Trente ans nous séparent désormais du génocide de 1994. Ce dernier fait partie de notre quotidien. ll hante nos esprits et s’invite à nos débats, même lorsque nous préférerions ne pas en parler. Dans une sphère privée et selon les circonstances, chacun raconte sa souffrance, après avoir scruté son environnement et son auditoire.
Officiellement, seul le génocide des Tutsis a été commis. D’autres crimes et douleurs associées, parfois très graves (1), n’ont plus d’espace ni de légitimité dans le narratif officiel. Les réseaux sociaux en langues rwandaises, surtout animés à partir de l’étranger, se permettent, en dépit de menaces éventuelles, de nommer d’autres crimes, avec des témoignages à l’appui.

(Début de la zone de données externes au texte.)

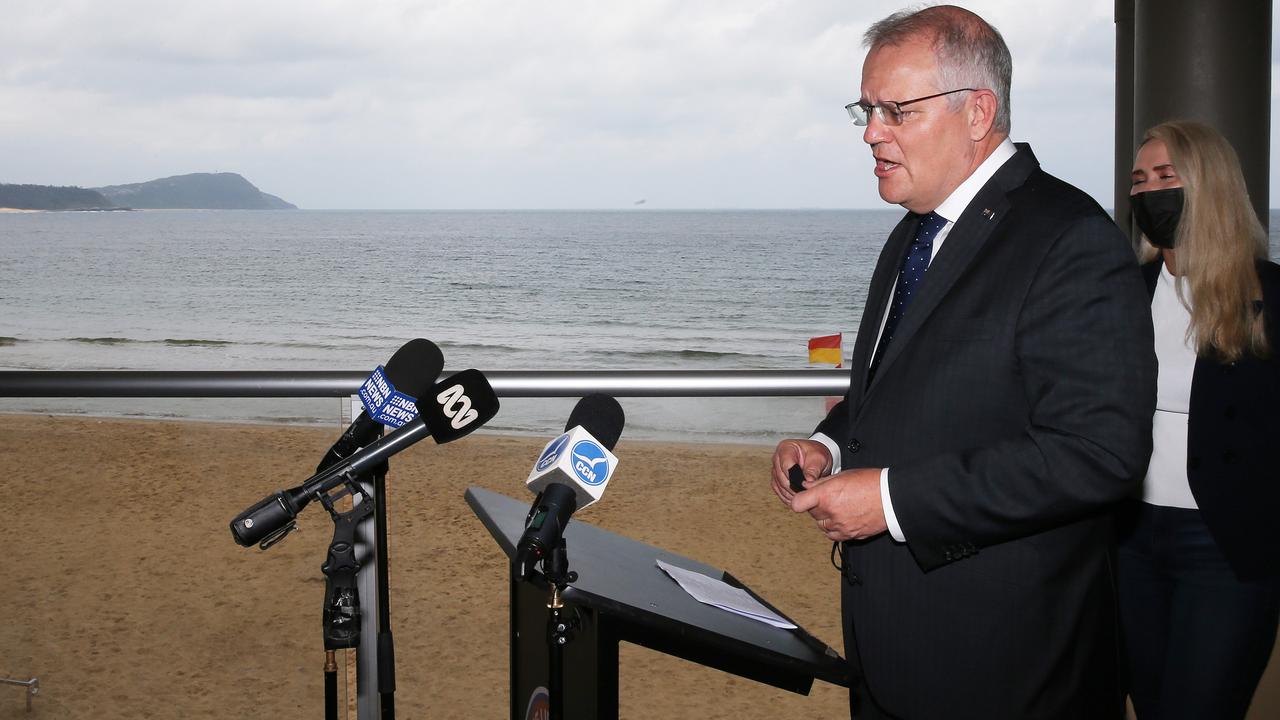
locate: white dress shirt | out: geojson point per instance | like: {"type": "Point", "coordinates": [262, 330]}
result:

Le génocide des Tutsis a eu lieu, cela est incontestable. Toutefois, comment peut-on, à titre d’exemple, qualifier les drames de la commune Giti, la seule qui n’a pas commis le génocide des Tutsis mais qui a impuissamment assisté aux massacres systématiques des Hutus par le FPR, particulièrement d’avril à fin juin 1994 ?

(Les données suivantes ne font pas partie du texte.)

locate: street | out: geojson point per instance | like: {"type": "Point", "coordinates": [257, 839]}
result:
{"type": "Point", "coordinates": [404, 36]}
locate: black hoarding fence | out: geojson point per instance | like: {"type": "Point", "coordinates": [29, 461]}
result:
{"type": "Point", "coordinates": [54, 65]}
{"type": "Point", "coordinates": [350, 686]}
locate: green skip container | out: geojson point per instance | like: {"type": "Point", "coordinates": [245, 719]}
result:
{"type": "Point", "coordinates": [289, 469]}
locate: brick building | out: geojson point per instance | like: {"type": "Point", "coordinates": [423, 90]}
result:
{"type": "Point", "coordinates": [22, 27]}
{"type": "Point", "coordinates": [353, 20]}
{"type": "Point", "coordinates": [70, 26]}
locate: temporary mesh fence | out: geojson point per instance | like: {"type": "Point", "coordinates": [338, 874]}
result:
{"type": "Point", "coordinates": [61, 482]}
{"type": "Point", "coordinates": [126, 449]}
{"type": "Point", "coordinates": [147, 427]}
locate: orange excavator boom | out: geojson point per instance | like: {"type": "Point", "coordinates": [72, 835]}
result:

Le gouvernement rwandais a tenté un premier pas, entre 1995-1996, en reconnaissant symboliquement les crimes qui ont massivement ciblé la Commune Giti. Le gouvernement a organisé, à cet effet, un enterrement collectif des victimes, majoritairement hutues de cette commune. Il a également récompensé l’ancien maire (bourgmestre) qui n’a ménagé aucun effort pour éviter le génocide des Tutsis (2). En guise de reconnaissance, une voiture et un million de francs rwandais lui ont été décernés.
Le gouvernement a également implanté deux panneaux à Giti, avec mention en langue rwandaise « Komini Giti ntiyakoze itsembatsemba n’itsembabwoko 1994 » et une traduction en langue française « La Commune Giti n’a pas commis de génocide de 1994 ».

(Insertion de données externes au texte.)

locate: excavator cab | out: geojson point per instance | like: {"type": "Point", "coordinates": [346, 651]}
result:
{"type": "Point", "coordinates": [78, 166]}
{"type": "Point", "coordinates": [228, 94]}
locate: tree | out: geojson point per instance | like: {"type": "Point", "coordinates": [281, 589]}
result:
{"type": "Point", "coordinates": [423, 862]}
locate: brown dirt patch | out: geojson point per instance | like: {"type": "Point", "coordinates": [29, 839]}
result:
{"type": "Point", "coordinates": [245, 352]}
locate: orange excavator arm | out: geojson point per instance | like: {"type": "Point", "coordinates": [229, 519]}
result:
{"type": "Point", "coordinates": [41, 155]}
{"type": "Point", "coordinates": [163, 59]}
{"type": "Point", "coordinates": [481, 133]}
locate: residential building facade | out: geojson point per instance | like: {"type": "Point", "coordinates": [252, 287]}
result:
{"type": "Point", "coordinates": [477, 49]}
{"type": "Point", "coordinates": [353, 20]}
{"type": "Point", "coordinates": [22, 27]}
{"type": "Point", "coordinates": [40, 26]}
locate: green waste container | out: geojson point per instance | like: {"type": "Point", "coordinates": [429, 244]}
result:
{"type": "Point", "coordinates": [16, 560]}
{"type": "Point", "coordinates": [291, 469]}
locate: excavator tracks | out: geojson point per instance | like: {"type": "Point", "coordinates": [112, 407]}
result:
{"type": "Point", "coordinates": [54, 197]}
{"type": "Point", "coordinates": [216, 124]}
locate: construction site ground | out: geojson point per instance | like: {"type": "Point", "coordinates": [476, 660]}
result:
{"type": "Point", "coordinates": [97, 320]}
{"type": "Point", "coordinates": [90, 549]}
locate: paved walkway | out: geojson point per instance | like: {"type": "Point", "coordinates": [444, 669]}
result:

Les locuteurs de la langue rwandaise et d’autres intéressés se souviennent du sens et du contexte de deux concepts initialement adoptés par le gouvernement : « Itsembabwoko n’itsembatsemba ». Le premier faisait référence au génocide et le second aux massacres de masse. A cette époque, aucune ethnie n’était ouvertement mentionnée, laissant ainsi une ouverture à la reconnaissance graduée des victimes de deux camps. Le terme « Itsembabwoko » faisait référence au génocide des Tutsis, celui d’« itsembatsemba » aux massacres des Hutus.
Au cours de cette période, les étincelles d’une vraie réconciliation avaient l’air de se dessiner au ciel rwandais avant d’être embrumées et supplantées par celles d’une réconciliation inintelligiblement imposée.
Les années 2003 ont réévalué la position du gouvernement sur les drames rwandais, en adoptant une nouvelle terminologie : celle de « génocide » en 2003, remplacée par le « génocide des Tutsis » en 2008. Ce dernier aura été doté d’un dispositif législatif très coercitif. Toute personne susceptible d’évoquer d’autres crimes, autres que le génocide des Tutsis sans pour autant le nier, est considéré comme un négationniste. Ce revirement de positionnement officiel a surpris plus d’un, entrainant ainsi derrière lui un nombre considérable de victimes. Les médias nationaux et occidentaux ont relayé cette nouvelle donne, faisant ainsi oublier la position et la conceptualisation initiales du gouvernement.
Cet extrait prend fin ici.